Javier shut his eyes. “Bring it to life.”
“Okay, here it is: ‘Safe as nothing. My phone’s ringing, over there. Safe falling, doubt is away.’”
“That’s the chorus, yeah.”
Jay softly sang the words, to melody he remembered. Javier closed his eyes. He hummed the tune, tapping a finger against the guardrail to the rhythm. His lips began to move:
“Safe at last, seeing my thoughts in order. Safe, fallen down this way.”
“Yes. Yes! That’s it, that’s the song!”
Javier opened his eyes. “Cocteau Twins. The track is Summerhead.”
Jay scribbled furiously into his notebook. “You’re a genius.”
“Also, I have another one for you. That one you gave me last month. My Bloody Valentine. The track is Loomer.”
Javier took a drag of his clove cigarette.
Jay was scribbling madly. “What’s the album?”
“Loveless. Can I see what you’ve got?”
Jay held up his notebook.
Javier appraised the list and nodded his approval.
“ The B-52’s are an odd addition, but I like them. Gives the thing some levity.”
Jay shook his head. “I can’t take credit for it.”
Javier took another drag. “Tell me about your dream again.”
“Well, it’s the same. Sometimes I go to different places in it. Different songs. For that track. My Bloody…” Jay glanced at his notebook.
“...Valentine.” Javier finished.
“My Bloody Valentine, so what’s happening during that is, I’m in my mom’s Camry. I’m wearing this grey suit that’s a little baggy. I get out, and it’s raining hard, and I get wet immediately. I hurry around and open the passenger door. The girl is sitting there.”
“The same girl?”
“Yeah. It’s always her. She’s stunning, man. She’s wearing this green dress with sequins the color of her eyes. I tell you, she’s the most beautiful thing Dunam’s seen.”
“She lives here?”
“I don’t think so. I mean, I’ve never seen her. But it seems like it. Her eyes are slightly wide, and just… god I don’t have the words to describe them. Like emeralds. She smiles and it’s just…”
He shook his head, unable to finish.
“And My Bloody Valentine is playing?”
“Yeah, somewhere. Like in the background, or on the radio. I don’t know, I can’t figure it out. But the girls name, I forgot to tell you, I’ve got her name. Nobody ever says it but somehow, I’m one hundred percent certain, her name is Liz.”
“I don’t know a Liz.”
“Neither do I.”
“And then you wake up.”
“And I write everything down. Everything I can remember about the song, and the dream.” Jay turned his attention back to the playlist. He pointed to the last song on his playlist. “What about these others? Any leads?”

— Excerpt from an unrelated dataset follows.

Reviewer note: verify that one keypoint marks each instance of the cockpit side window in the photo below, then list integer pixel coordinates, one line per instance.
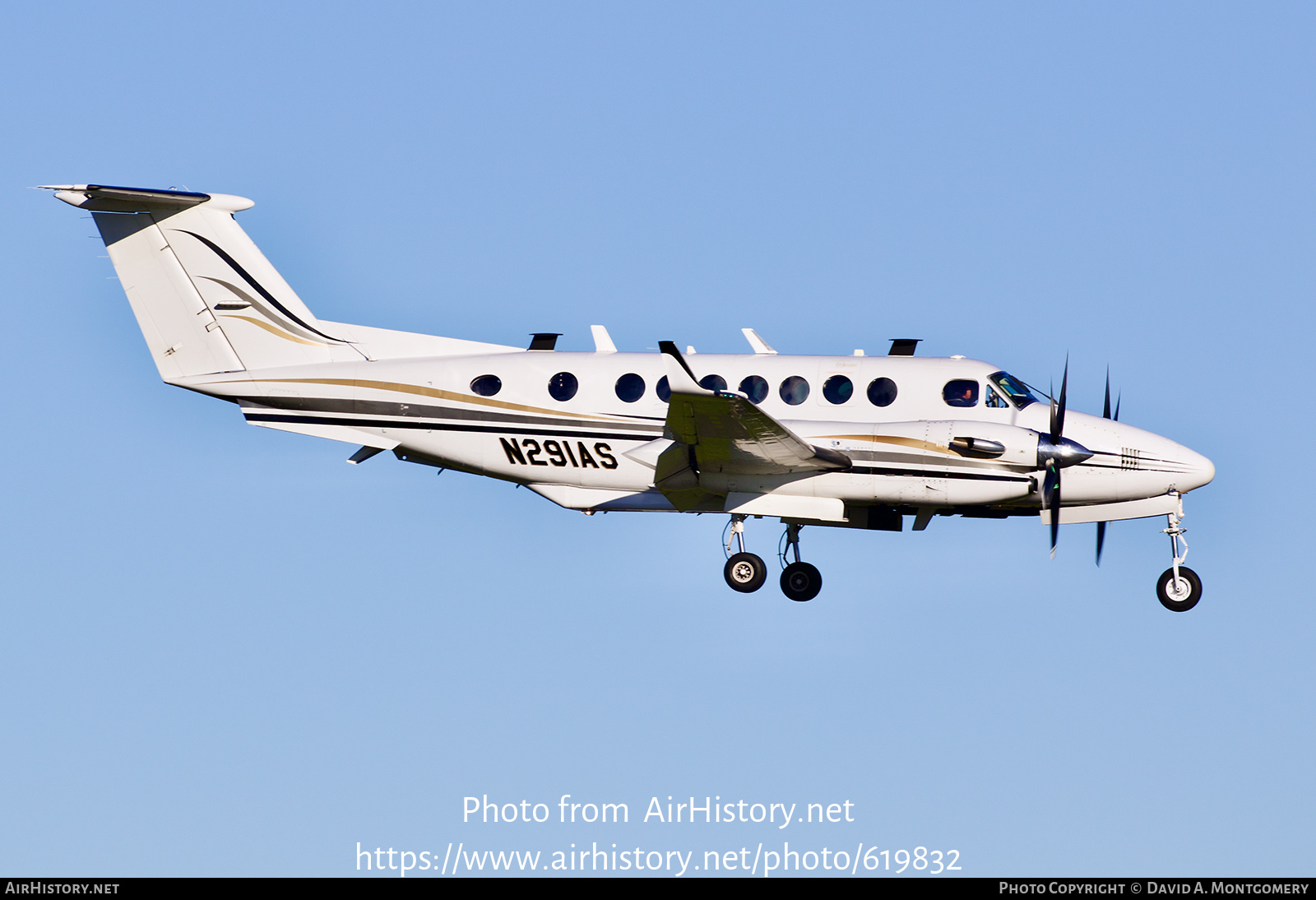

Javier took another drag of his cigarette. “Not yet. I’m keeping an ear out.”
Javier chuckled. “Who would’ve thought. Jay Banksman, lucid dreamer.”
“What’s lucid dreaming?”
“It’s what you’re doing in these dreams. When you know you’re dreaming, and you know it. It’s an art. Something I’ve been working on. When you get good, you have total control of your dreams.” Javier sucked on his clove and exhaled. “Supposed to be therapeutic. Helps with feelings of anxiety and helplessness.”
Jay laughed. “If that’s true, mine’s broken.”